- Stevens in 2012

Manager of Opposition Business in Queensland
- In office 31 January 2015 – 9 May 2016
- Leader: Lawrence Springborg
- Preceded by: Curtis Pitt
- Succeeded by: Jeff Seeney

Leader of the House of Queensland
- In office 30 March 2012 – 31 January 2015
- Premier: Campbell Newman
- Preceded by: Judy Spence
- Succeeded by: Stirling Hinchliffe

Shadow Minister for Racing
- In office 29 November 2010 – 11 April 2011
- Leader: John-Paul Langbroek
- Succeeded by: Tim Nicholls

Shadow Minister for Tourism
- In office 6 April 2009 – 11 April 2011
- Leader: John-Paul Langbroek
- Preceded by: Rob Messenger
- Succeeded by: Jann Stuckey

Shadow Minister for Public Works and Housing
- In office 21 September 2006 – 5 April 2009
- Leader: Jeff Seeney Lawrence Springborg
- Preceded by: Terry Rogers
- Succeeded by: Jann Stuckey (Public Works) Rosemary Menkens (Housing)

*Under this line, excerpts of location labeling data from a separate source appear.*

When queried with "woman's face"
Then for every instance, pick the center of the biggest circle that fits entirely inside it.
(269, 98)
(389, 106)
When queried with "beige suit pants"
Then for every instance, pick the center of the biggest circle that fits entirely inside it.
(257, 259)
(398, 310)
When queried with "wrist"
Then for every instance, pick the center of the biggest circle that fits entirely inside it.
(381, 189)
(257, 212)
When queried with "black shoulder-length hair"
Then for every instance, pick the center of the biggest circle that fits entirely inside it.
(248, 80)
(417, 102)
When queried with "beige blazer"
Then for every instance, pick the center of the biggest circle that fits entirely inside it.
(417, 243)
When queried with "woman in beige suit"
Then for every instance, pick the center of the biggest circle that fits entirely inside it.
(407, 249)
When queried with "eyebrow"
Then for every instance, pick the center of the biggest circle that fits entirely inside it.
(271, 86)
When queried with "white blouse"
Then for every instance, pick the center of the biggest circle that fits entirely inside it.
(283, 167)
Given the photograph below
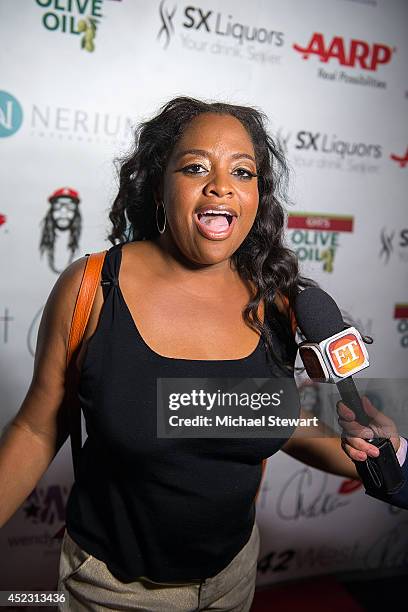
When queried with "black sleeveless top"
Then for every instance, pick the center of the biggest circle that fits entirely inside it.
(173, 510)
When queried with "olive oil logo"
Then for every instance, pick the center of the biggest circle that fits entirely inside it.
(76, 17)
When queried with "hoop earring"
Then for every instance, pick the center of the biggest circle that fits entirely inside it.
(161, 231)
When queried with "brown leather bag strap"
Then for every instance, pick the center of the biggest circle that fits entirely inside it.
(83, 305)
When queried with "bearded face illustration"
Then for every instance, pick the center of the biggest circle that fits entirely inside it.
(62, 216)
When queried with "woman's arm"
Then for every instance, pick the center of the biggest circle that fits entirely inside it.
(324, 453)
(33, 437)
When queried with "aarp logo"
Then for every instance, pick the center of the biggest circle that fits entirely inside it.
(11, 114)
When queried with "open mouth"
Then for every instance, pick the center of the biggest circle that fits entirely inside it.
(214, 224)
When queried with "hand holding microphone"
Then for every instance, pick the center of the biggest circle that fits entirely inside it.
(356, 441)
(333, 352)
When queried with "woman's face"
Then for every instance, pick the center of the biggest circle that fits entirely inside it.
(210, 189)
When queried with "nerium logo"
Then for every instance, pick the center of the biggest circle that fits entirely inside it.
(387, 244)
(356, 53)
(167, 29)
(315, 141)
(11, 114)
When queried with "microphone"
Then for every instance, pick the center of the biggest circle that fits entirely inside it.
(333, 352)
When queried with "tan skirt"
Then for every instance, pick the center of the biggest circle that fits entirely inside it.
(88, 585)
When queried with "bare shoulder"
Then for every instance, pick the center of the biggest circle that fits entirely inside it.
(56, 319)
(61, 300)
(142, 255)
(282, 303)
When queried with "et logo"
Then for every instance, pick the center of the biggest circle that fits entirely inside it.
(335, 358)
(346, 355)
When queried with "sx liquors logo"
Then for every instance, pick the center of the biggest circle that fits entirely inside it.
(341, 53)
(218, 33)
(315, 237)
(322, 150)
(401, 315)
(394, 242)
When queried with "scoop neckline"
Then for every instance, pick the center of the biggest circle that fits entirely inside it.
(165, 357)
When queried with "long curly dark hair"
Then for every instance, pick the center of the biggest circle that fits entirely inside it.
(262, 259)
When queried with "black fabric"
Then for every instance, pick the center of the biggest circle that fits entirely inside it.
(168, 509)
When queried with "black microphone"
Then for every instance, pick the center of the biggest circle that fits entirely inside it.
(319, 318)
(334, 352)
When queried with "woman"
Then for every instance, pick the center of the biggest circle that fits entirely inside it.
(196, 287)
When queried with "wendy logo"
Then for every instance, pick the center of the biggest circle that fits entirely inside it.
(63, 218)
(401, 160)
(167, 28)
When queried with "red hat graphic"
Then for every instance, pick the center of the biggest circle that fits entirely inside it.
(65, 192)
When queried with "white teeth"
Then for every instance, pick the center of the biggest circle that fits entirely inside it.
(215, 212)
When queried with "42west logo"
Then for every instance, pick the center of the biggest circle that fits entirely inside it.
(315, 237)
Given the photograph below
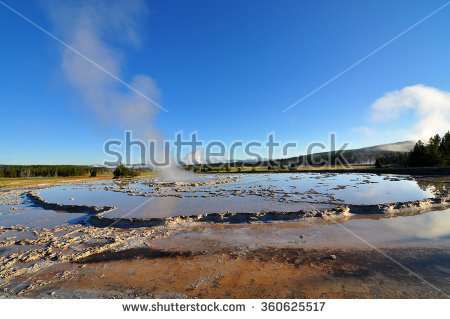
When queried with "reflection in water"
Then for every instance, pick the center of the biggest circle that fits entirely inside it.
(430, 225)
(251, 193)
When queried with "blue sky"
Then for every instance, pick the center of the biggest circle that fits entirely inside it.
(227, 69)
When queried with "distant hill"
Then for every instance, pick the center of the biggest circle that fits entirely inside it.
(365, 155)
(393, 147)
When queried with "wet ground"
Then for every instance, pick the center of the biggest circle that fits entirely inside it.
(49, 247)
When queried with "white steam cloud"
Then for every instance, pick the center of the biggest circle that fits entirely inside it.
(431, 108)
(92, 27)
(96, 29)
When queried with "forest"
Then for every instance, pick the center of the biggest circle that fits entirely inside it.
(435, 153)
(50, 170)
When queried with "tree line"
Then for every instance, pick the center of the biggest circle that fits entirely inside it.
(49, 170)
(435, 153)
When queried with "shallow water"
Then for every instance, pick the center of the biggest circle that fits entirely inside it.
(252, 193)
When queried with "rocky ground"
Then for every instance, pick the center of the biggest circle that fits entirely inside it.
(219, 257)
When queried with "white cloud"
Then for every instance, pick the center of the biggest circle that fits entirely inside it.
(430, 107)
(364, 130)
(194, 157)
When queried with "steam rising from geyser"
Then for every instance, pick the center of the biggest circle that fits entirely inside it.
(93, 28)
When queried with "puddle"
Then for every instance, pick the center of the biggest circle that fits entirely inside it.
(251, 193)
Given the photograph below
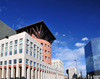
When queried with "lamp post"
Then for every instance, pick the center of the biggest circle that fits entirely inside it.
(76, 67)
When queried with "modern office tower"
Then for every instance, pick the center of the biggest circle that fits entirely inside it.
(21, 58)
(92, 58)
(58, 64)
(40, 32)
(72, 73)
(5, 30)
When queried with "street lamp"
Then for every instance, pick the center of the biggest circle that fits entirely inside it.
(76, 67)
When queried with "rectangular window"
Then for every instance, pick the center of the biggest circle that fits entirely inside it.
(31, 63)
(20, 48)
(45, 45)
(16, 41)
(31, 51)
(34, 53)
(6, 44)
(10, 51)
(5, 63)
(15, 61)
(31, 44)
(45, 51)
(20, 60)
(6, 51)
(11, 43)
(45, 57)
(34, 64)
(9, 61)
(27, 41)
(26, 61)
(37, 48)
(15, 49)
(1, 63)
(21, 40)
(37, 64)
(27, 49)
(34, 46)
(42, 44)
(37, 55)
(2, 45)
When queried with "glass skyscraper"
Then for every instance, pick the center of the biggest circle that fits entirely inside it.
(92, 57)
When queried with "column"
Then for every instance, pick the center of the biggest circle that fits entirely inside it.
(17, 70)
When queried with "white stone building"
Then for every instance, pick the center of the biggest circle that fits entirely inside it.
(58, 64)
(21, 58)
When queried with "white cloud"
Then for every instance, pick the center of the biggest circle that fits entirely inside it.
(68, 56)
(56, 33)
(63, 35)
(84, 39)
(79, 44)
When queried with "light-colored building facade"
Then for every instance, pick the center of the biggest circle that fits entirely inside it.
(21, 58)
(72, 72)
(58, 64)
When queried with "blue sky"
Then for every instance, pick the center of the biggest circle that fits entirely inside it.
(73, 22)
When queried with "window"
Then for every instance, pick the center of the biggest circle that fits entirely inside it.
(15, 61)
(34, 53)
(45, 57)
(26, 61)
(1, 63)
(9, 61)
(42, 44)
(6, 50)
(27, 41)
(37, 55)
(45, 51)
(10, 50)
(45, 45)
(31, 63)
(37, 64)
(2, 52)
(21, 40)
(34, 46)
(31, 44)
(27, 49)
(5, 63)
(20, 60)
(31, 51)
(6, 44)
(15, 49)
(16, 41)
(2, 45)
(20, 48)
(40, 56)
(11, 43)
(34, 64)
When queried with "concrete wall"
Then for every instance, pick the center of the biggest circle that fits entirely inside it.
(5, 30)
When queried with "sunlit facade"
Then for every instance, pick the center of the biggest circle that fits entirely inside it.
(92, 57)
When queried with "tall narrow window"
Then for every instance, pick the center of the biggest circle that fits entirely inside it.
(20, 60)
(21, 40)
(16, 41)
(20, 48)
(34, 53)
(10, 50)
(6, 51)
(31, 51)
(15, 49)
(1, 63)
(37, 55)
(26, 61)
(27, 49)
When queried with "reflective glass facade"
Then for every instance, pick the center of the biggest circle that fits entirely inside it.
(92, 56)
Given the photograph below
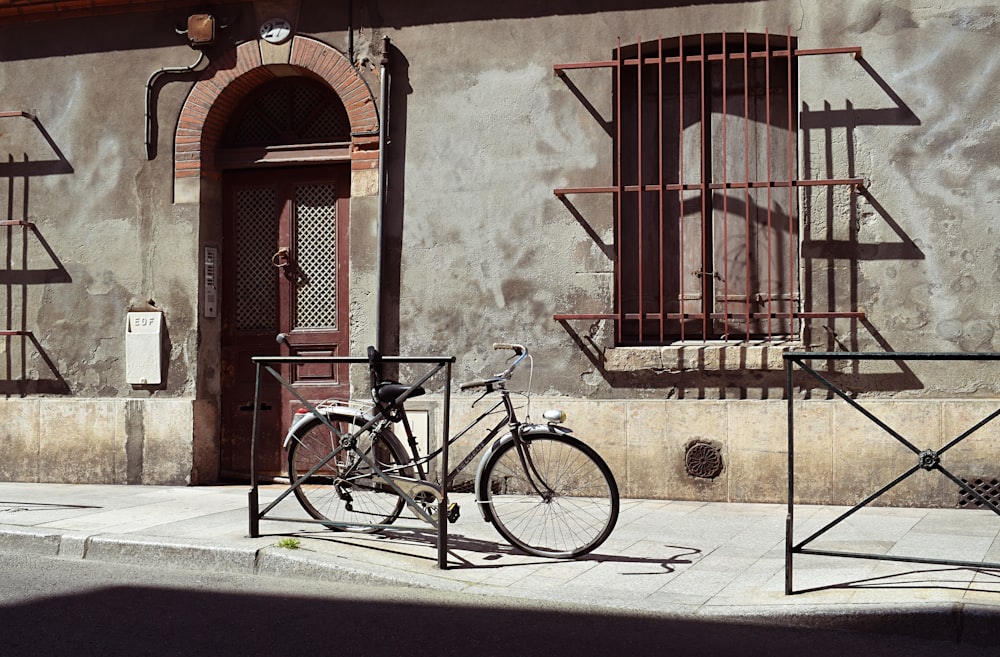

Member of the Queensland Parliament for Mermaid Beach
- Incumbent
- Assumed office 21 March 2009
- Preceded by: Seat created

Member of the Queensland Parliament for Robina
- In office 9 September 2006 – 21 March 2009
- Preceded by: Bob Quinn
- Succeeded by: Seat abolished

Mayor of the Gold Coast
- In office 11 March 1995 – March 1997
- Preceded by: Gary Baildon
- Succeeded by: Gary Baildon

Mayor of Albert
- In office 26 March 1994 – 11 March 1995
- Preceded by: Gary Baildon
- Succeeded by: Council abolished

Personal details
- Born: 1 February 1953 (age 73) Townsville, Australia
- Party: Liberal National Party (since 2008)
- Other political affiliations: Liberal Party (until 2008)
- Children: 2
- Education: James Cook University and Macquarie University
- Occupation: Accountant, small business owner

= Ray Stevens (politician) =

Australian politician (born 1953)

Raymond Alexander Stevens (born 1 February 1953) is an Australian politician, currently serving as member of the Legislative Assembly of Queensland representing Mermaid Beach for the Liberal National Party. He previously served as Manager of Opposition Business in the Legislative Assembly.

==Early life==
Born in Townsville, he received a Bachelor of Arts in Finance and Economics from James Cook University and Macquarie University, and was admitted to the Australian Association of Accountants in 1974, being employed by Price Waterhouse in Sydney. He returned to the family station, "Doncaster" in Richmond, before moving to the Gold Coast in 1979, running local businesses in the area.

==Political career==
===Local government===
Stevens was a councillor on Albert Shire Council from 1988 to 1995, including a brief term as mayor beginning in 1994. After the amalgamation of Albert and Gold Coast City, he was elected mayor of the latter in 1995, serving until his defeat in 1997.

===State parliament===
Stevens was elected to state parliament in 2006 as the member for Robina, succeeding former state Liberal leader Bob Quinn. At this time he was also appointed as the Shadow Minister for Public Works and Housing from 2006 to 2009, with a brief stint from 2007 to 2008 as the Shadow Minister for Information and Communication Technology.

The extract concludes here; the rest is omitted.